A horizontal spring with K = 110 N/m has one end attached to the wall. A 250g block is pushed onto the free end, compressing the spring by 0.190 . The block is then released, and the spring launches it outward. Neglecting friction, what's its speed when it leaves the spring?
To find the speed of the block when it leaves the spring, we can apply the conservation of mechanical energy.
The potential energy stored in the compressed spring is equal to the kinetic energy of the block when it leaves the spring.
The potential energy stored in the spring is given by the formula:
Potential Energy = 1/2 * k * x^2
Where:
k = spring constant (110 N/m)
x = compression of the spring (0.190 m)
Substituting the given values:
Potential Energy = 1/2 * 110 N/m * (0.190 m)^2
Potential Energy = 1/2 * 110 N/m * 0.0361 m^2
Potential Energy = 0.9905 J
Since the potential energy is converted to kinetic energy when the block leaves the spring, we can set the potential energy equal to the kinetic energy:
0.9905 J = 1/2 * m * v^2
Where:
m = mass of the block (0.250 kg)
v = velocity of the block
Substituting the given values:
0.9905 J = 1/2 * 0.250 kg * v^2
0.9905 J = 0.125 kg * v^2
Dividing both sides by 0.125 kg:
0.9905 J / 0.125 kg = v^2
7.924 J/kg = v^2
Taking the square root of both sides to solve for v:
√(7.924 J/kg) = v
v ≈ 2.81 m/s
Therefore, the speed of the block when it leaves the spring is approximately 2.81 m/s.
To find the speed of the block as it leaves the spring, we can use the principle of conservation of energy. Initially, the system has potential energy stored in the compressed spring. When the block is released, this potential energy is converted into kinetic energy.

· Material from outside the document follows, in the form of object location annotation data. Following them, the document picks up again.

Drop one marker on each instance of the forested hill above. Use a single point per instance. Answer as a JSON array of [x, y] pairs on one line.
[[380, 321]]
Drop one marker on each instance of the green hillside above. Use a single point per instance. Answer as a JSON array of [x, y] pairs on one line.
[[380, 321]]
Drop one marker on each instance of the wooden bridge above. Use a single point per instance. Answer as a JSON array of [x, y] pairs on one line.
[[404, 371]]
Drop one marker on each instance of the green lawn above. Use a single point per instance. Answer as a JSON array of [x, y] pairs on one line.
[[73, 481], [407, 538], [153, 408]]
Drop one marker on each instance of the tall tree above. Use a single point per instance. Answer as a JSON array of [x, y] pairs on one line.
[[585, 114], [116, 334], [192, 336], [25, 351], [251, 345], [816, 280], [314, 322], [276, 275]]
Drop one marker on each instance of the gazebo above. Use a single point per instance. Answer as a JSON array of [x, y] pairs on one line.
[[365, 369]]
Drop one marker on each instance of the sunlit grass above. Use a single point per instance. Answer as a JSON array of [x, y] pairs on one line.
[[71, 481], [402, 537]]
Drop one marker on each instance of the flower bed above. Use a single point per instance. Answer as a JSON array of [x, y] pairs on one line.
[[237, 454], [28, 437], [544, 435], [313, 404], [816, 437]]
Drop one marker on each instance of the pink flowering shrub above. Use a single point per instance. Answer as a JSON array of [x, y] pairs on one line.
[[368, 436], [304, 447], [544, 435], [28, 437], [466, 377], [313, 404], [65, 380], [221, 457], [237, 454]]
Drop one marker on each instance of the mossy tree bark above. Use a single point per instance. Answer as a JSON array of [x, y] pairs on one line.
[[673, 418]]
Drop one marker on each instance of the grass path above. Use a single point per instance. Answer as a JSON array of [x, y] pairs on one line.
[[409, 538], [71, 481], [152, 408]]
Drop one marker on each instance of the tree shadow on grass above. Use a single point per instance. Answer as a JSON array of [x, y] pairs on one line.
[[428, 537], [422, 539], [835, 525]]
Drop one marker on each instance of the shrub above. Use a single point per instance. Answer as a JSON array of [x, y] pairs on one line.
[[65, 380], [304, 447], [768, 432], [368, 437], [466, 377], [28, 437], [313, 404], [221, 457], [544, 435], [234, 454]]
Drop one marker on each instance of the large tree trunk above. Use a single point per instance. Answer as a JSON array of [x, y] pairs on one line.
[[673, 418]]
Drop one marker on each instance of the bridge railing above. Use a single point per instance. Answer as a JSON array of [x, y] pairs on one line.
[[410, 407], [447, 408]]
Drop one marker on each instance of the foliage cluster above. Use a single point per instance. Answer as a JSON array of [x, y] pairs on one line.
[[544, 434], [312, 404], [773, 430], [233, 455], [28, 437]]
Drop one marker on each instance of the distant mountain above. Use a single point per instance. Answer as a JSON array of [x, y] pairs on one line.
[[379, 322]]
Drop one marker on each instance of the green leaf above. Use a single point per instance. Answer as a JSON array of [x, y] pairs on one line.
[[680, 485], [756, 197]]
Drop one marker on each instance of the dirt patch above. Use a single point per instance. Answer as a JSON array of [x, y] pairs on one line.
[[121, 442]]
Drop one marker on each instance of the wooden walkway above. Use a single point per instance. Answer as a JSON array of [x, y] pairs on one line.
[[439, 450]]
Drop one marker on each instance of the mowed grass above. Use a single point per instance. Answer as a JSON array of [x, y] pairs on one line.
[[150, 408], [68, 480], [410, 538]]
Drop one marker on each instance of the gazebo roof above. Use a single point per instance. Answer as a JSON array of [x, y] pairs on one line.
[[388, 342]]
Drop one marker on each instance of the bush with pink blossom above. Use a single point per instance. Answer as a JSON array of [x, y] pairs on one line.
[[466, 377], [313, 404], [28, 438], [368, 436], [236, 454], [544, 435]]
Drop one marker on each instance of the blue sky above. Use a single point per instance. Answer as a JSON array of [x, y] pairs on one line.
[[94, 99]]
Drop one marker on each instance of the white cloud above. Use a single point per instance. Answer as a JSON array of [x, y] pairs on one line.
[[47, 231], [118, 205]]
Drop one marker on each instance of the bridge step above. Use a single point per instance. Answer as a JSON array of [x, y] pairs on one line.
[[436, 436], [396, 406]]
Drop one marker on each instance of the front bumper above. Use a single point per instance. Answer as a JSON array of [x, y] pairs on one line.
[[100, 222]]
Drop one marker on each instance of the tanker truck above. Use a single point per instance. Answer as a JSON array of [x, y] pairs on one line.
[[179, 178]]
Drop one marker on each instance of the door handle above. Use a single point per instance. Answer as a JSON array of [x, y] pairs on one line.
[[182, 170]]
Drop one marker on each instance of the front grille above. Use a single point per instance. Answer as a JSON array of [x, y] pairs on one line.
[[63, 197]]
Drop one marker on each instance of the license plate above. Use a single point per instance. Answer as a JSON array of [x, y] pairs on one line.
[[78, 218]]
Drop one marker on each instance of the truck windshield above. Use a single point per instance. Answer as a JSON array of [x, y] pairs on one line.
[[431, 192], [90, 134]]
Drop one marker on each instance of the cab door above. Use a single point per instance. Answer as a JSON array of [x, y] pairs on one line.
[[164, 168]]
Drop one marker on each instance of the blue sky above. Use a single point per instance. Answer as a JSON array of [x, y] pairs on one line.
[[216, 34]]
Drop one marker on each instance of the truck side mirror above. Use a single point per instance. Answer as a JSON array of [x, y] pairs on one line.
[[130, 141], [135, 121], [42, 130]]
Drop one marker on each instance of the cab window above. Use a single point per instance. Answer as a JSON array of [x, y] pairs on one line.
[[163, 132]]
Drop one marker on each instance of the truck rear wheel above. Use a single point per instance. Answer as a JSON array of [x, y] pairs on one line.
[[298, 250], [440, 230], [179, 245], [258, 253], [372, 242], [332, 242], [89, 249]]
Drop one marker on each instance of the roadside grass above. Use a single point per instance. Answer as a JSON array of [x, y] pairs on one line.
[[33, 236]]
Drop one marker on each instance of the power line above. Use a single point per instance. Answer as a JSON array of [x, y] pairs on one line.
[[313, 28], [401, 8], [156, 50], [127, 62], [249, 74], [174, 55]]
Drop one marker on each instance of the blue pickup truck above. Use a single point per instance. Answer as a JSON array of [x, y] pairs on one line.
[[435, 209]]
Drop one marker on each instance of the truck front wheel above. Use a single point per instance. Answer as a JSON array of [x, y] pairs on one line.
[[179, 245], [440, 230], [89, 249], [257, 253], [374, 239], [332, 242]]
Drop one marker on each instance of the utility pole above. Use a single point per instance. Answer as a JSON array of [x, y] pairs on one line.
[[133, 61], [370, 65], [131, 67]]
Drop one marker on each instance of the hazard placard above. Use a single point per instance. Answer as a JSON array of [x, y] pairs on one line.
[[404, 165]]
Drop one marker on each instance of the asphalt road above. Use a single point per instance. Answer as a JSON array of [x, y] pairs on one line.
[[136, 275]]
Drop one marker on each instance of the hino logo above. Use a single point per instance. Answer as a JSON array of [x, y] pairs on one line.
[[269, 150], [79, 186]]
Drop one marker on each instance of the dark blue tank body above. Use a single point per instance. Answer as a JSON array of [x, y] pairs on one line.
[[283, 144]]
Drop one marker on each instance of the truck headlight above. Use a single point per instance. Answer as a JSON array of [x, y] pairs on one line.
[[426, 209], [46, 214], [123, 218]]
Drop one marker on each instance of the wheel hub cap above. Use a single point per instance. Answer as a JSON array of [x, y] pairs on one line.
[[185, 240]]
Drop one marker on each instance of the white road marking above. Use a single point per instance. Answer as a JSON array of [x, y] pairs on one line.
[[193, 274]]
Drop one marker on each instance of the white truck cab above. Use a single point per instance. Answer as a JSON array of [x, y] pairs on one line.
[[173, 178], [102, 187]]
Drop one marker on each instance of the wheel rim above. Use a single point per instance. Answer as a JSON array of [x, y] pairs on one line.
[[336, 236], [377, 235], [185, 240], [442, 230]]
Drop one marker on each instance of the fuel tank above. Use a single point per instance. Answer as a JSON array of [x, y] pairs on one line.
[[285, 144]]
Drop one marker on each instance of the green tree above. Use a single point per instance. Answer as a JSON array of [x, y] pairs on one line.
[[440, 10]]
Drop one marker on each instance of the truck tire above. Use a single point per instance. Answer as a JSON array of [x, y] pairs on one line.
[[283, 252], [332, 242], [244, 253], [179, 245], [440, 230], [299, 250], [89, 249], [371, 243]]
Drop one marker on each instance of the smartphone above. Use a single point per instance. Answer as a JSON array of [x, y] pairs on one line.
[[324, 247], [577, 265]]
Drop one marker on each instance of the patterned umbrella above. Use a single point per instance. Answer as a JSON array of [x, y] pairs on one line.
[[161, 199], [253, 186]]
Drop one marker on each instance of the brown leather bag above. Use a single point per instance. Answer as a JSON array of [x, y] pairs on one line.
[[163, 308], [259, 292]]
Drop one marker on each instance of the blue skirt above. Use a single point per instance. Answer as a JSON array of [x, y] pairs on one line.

The potential energy stored in a compressed spring is given by the equation:
PE = (1/2) * k * x^2
Where:
PE is the potential energy stored in the spring
k is the spring constant (110 N/m)
x is the compression or extension of the spring (0.190 m)

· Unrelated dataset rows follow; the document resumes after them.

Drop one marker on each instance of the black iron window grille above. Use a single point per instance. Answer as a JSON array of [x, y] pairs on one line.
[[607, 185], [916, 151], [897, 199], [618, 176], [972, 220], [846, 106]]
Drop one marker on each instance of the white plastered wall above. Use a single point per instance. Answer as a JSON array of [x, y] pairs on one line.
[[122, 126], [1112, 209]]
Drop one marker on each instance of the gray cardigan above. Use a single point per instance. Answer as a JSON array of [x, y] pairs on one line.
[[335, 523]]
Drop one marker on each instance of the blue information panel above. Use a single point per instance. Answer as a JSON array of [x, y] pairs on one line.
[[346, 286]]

Plugging in the values into the equation:
PE = (1/2) * 110 * (0.190)^2
PE = 2.009 J (Joules)
Since energy is conserved, this potential energy will be converted into kinetic energy when the block leaves the spring.
The kinetic energy (KE) of an object is given by the equation:
KE = (1/2) * m * v^2
Where:
KE is the kinetic energy
m is the mass of the object (250 g = 0.250 kg)
v is the velocity of the object
Equating the potential and kinetic energies:
PE = KE
2.009 J = (1/2) * 0.250 * v^2
Solving for v:
v^2 = 2.009 J / (0.250 kg * 0.5)
v^2 = 16.072 J/kg
Taking the square root:
v = √(16.072 J/kg)
v ≈ 4.01 m/s
Therefore, the speed of the block when it leaves the spring is approximately 4.01 m/s.